El hecho ocurrió el 27 de octubre de 2025, cuando el auto impactó contra el muro de contención del peaje de Berazategui tras desplazarse a unos 180 kilómetros por hora.
En las imágenes, registradas por uno de los ocupantes, se escucha al acompañante preguntar “¿a cuánto va?”, mientras enfoca el velocímetro. “Grabalo, ahí le aflojé un poco”, responde el conductor. Segundos después, ambos exclaman con sorpresa antes del choque: “Uuuhhh boludo”.
Como consecuencia del impacto, el vehículo quedó completamente destruido y uno de los ocupantes, identificado como Iván —propietario del auto—, resultó con lesiones de extrema gravedad.
Según su testimonio, sufrió una fractura expuesta de tibia y peroné, lesiones en la rodilla derecha, fracturas en la muñeca y el radio del brazo derecho, además de un traumatismo que lo mantuvo inconsciente durante varias horas.
El joven fue trasladado por el SAME y permaneció internado durante aproximadamente 20 días, período en el que fue sometido a tres intervenciones quirúrgicas. Posteriormente, atravesó un prolongado proceso de recuperación que incluyó dos meses en silla de ruedas, un mes y medio con muletas y otros 60 días de rehabilitación con bastón.
De acuerdo con lo relatado, Iván viajaba como acompañante en su propio vehículo, que era conducido por su amigo Gustavo, chofer de la línea 68, en quien había confiado para continuar el trayecto.
El accidente se produjo en un contexto de calzada húmeda debido a lluvias previas, lo que, sumado a la velocidad, contribuyó a la pérdida de control del rodado.
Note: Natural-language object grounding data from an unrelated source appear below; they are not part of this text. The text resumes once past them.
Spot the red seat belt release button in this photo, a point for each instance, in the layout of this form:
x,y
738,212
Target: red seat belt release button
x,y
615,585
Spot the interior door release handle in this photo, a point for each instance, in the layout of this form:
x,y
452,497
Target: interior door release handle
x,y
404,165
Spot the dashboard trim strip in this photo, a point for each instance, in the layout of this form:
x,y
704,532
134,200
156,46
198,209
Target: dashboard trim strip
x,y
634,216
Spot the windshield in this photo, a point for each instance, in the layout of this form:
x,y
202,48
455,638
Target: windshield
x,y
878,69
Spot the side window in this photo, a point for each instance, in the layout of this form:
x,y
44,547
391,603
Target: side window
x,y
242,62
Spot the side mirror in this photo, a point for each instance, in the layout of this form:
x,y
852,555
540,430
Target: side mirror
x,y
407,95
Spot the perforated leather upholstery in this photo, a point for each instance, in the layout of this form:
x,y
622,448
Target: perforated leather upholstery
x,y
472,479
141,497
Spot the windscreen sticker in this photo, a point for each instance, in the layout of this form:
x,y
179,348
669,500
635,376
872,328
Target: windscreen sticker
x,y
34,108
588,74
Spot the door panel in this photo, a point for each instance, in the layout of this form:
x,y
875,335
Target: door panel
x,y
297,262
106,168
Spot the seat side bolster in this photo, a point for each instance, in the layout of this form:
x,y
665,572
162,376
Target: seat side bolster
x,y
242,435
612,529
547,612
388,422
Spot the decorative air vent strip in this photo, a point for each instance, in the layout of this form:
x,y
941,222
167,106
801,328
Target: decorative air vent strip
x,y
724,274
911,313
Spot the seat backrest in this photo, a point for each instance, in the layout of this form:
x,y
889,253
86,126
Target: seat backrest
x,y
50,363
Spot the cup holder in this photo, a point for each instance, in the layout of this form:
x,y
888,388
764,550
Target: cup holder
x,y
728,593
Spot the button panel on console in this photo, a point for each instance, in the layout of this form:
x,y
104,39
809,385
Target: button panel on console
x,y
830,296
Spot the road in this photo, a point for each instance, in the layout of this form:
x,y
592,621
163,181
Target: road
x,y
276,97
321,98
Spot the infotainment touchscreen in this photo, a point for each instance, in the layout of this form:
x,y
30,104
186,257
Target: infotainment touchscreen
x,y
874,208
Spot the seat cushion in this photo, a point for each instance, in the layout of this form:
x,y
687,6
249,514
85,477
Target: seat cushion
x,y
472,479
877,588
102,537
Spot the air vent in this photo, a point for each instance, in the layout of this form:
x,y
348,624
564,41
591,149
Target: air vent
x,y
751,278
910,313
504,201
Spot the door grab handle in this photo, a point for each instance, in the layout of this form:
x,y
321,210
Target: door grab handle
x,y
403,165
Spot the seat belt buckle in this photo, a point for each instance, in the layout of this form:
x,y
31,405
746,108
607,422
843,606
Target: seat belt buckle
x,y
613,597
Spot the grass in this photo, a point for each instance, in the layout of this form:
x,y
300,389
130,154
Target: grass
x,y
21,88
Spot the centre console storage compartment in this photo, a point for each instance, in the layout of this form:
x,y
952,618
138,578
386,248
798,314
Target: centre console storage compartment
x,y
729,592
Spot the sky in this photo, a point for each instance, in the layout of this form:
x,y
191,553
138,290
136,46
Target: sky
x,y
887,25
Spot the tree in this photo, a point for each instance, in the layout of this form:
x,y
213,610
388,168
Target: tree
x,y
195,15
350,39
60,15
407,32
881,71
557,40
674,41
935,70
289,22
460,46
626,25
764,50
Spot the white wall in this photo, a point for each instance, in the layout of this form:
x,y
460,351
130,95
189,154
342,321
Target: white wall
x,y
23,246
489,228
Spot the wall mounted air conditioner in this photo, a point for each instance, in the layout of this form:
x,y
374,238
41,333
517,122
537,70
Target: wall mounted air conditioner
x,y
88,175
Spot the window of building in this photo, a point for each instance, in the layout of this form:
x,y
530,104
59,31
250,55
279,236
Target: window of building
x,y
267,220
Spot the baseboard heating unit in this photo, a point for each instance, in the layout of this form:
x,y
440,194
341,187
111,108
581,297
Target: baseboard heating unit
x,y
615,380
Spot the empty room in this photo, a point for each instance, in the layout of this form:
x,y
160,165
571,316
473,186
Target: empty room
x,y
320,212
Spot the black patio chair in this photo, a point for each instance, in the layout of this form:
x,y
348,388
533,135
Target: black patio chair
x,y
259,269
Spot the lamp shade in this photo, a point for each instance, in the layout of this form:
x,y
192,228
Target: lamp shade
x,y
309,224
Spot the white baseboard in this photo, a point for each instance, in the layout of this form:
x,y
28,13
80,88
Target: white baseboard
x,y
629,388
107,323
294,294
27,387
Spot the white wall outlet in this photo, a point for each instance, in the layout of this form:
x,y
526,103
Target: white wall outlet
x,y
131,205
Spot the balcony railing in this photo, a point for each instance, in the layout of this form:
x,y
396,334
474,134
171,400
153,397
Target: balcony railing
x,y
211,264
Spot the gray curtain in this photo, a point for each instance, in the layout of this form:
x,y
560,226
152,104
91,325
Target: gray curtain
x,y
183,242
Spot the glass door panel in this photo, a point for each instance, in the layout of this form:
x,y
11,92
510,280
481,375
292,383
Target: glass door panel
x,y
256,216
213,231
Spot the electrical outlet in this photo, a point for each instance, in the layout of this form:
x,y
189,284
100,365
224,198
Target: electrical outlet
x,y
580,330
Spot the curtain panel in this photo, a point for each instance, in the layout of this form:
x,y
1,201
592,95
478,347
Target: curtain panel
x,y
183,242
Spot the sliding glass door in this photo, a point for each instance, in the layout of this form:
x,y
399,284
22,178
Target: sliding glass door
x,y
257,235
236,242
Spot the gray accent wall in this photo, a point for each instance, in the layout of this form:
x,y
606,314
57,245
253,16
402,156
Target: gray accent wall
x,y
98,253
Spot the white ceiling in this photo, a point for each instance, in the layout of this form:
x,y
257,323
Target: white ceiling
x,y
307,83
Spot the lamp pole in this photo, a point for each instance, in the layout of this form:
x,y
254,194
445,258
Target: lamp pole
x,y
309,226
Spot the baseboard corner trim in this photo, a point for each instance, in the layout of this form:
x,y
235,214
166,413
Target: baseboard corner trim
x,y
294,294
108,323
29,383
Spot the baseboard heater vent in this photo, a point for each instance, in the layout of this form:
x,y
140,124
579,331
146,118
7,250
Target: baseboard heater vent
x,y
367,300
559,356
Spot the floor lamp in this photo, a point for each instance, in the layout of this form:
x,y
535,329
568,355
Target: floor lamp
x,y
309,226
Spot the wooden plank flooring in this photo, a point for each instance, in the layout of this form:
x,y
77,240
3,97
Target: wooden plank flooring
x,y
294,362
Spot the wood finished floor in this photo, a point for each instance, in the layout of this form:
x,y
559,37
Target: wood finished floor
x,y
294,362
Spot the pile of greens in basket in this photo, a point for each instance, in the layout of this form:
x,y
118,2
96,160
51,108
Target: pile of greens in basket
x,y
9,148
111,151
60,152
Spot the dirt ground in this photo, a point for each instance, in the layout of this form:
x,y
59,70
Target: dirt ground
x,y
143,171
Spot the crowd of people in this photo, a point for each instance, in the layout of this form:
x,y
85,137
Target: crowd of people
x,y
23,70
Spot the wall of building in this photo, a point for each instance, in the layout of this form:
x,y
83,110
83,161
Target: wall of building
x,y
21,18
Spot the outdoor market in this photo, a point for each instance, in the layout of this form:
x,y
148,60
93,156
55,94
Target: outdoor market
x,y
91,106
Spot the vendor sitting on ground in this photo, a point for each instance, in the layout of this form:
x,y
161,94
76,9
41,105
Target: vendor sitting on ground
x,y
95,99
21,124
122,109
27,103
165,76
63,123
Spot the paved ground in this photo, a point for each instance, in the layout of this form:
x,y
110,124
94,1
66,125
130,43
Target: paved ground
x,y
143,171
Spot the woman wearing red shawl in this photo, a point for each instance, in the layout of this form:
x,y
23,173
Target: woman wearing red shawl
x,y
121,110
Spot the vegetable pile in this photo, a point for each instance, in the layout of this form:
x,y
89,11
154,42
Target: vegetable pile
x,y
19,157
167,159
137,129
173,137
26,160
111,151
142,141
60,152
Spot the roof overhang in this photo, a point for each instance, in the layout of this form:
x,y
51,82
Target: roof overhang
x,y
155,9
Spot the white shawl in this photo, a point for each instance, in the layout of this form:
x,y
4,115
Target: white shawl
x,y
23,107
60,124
Tras el hecho, el damnificado aseguró que debió afrontar no solo las consecuencias físicas y económicas del siniestro, sino también versiones erróneas que lo señalaban como conductor al momento del choque.
En una carta difundida meses después, sostuvo que lo que más le afectó “no fue solamente perder un auto al que le había dedicado nueve años de cuidado, sino sentir que también se distorsionó la verdad y terminó pagando culpas ajenas”.
Asimismo, indicó que el conductor se presentó tiempo después en el hospital y se comprometió a colaborar económicamente con parte del valor del vehículo destruido, aunque —según afirmó— ese acuerdo no se cumplió como esperaba.
Iván señaló que, con el paso del tiempo, debió afrontar en soledad tanto la recuperación física como las consecuencias económicas derivadas del accidente.
“Hoy, más que revancha, busco que se conozca mi versión de los hechos, recuperar mi nombre y que cada uno asuma la responsabilidad que le corresponde”, expresó.